Cintra Wilson, in her “Critical Shopper” piece in tomorrow’s Times about the new Barneys Co-op on Atlantic Avenue, has this to say:
New York Times: Something was rubbing me the wrong way, but I couldn’t quite put my finger on it. Then I put my finger on a prewadded NSF shirt, a garment affecting all the “realness” of a Vietnam veteran camouflage jacket, replete with a living-under-a-freeway patina ($195). On the next rack, there was another retro-camouflage jungle-jacket (Rag & Bone, $475). Among the handbags was a brass-studded Desert Storm sand-tone canvas field pack ($295). A fur-lined sleeveless Army parka in olive drab was $2,300.
Clothing is a language, and the Brooklyn Barneys seemed to have one sartorial message being recited like a mantra on virtually every rack: lock ’n’ load.
She sums it up thus:
It’s haute Salvation Army à la Salvador Dalí and the wacky sensibilities that brought urinals into the art gallery.

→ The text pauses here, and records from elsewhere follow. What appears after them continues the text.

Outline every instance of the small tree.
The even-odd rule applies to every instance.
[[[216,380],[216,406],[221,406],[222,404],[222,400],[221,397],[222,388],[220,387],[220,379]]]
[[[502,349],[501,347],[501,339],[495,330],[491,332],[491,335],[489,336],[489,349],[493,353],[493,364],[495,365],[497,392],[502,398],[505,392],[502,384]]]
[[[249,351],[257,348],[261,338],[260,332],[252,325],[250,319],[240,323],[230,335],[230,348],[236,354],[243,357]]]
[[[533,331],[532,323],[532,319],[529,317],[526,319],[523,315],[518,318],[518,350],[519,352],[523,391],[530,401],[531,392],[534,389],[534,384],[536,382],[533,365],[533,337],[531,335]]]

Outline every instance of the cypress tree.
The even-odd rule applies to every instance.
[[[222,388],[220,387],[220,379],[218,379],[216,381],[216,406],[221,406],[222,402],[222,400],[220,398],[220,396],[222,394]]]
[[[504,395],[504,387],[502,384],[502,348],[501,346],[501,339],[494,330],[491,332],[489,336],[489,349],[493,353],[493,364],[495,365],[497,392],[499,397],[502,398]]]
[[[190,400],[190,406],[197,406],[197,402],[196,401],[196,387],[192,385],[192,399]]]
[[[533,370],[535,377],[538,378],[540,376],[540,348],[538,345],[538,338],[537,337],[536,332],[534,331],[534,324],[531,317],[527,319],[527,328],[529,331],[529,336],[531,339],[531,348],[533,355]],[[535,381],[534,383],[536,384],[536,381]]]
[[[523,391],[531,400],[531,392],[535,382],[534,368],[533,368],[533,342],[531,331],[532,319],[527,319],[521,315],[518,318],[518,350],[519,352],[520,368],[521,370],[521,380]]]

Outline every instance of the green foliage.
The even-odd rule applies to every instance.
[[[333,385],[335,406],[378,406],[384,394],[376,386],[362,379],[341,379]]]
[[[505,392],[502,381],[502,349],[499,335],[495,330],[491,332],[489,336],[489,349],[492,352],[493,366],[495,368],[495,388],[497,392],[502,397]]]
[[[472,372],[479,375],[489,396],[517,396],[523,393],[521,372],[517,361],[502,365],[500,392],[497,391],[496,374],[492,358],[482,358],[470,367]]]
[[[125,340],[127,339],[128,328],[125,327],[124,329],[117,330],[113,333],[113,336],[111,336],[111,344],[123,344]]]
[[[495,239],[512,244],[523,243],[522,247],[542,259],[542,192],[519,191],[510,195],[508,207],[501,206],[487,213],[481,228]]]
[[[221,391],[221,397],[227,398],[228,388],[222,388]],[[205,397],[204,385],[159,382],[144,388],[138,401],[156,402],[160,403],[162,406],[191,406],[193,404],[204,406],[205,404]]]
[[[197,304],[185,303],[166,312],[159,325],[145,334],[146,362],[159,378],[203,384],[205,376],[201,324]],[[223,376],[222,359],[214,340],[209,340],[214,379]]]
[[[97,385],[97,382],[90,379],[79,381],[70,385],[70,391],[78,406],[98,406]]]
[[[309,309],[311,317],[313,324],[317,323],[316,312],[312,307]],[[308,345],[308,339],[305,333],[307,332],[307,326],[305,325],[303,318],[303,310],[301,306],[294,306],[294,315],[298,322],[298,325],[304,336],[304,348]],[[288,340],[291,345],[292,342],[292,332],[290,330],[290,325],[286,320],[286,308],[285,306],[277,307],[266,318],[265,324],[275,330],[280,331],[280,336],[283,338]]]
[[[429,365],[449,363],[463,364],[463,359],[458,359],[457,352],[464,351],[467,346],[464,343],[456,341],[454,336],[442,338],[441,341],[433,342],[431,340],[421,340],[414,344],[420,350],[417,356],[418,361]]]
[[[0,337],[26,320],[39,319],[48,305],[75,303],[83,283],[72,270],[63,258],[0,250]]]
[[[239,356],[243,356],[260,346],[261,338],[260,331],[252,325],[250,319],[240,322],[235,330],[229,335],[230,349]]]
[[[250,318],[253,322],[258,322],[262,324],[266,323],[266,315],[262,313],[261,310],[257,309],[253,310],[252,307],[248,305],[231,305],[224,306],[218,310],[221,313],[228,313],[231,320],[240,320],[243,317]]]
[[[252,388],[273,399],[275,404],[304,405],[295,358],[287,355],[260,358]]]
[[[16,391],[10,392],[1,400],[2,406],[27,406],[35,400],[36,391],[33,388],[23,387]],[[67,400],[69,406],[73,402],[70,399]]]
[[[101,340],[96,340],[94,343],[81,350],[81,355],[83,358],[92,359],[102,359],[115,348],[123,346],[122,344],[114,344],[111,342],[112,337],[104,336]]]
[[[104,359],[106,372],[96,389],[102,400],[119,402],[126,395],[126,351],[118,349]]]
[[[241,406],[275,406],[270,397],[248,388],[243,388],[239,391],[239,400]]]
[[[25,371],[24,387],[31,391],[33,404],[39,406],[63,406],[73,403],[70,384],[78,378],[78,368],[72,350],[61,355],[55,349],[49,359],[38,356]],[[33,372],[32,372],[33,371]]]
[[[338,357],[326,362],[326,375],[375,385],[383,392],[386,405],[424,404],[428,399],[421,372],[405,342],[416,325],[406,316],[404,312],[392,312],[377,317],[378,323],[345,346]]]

Brooklyn’s bourgeoisie may safely let its beard mat into felt and start shouting at passing cars: It knows where to shop to look sexily impoverished.
She does have some nice words for the staff, whom she writes are “affable”, and resemble “a skateboard team composed of the cast of ‘Glee’.” She also nearly echoes BHB reader my2cents’ description of the target market by describing the women’s fashions as ” irresistible to the well-heeled young yoga-mom.”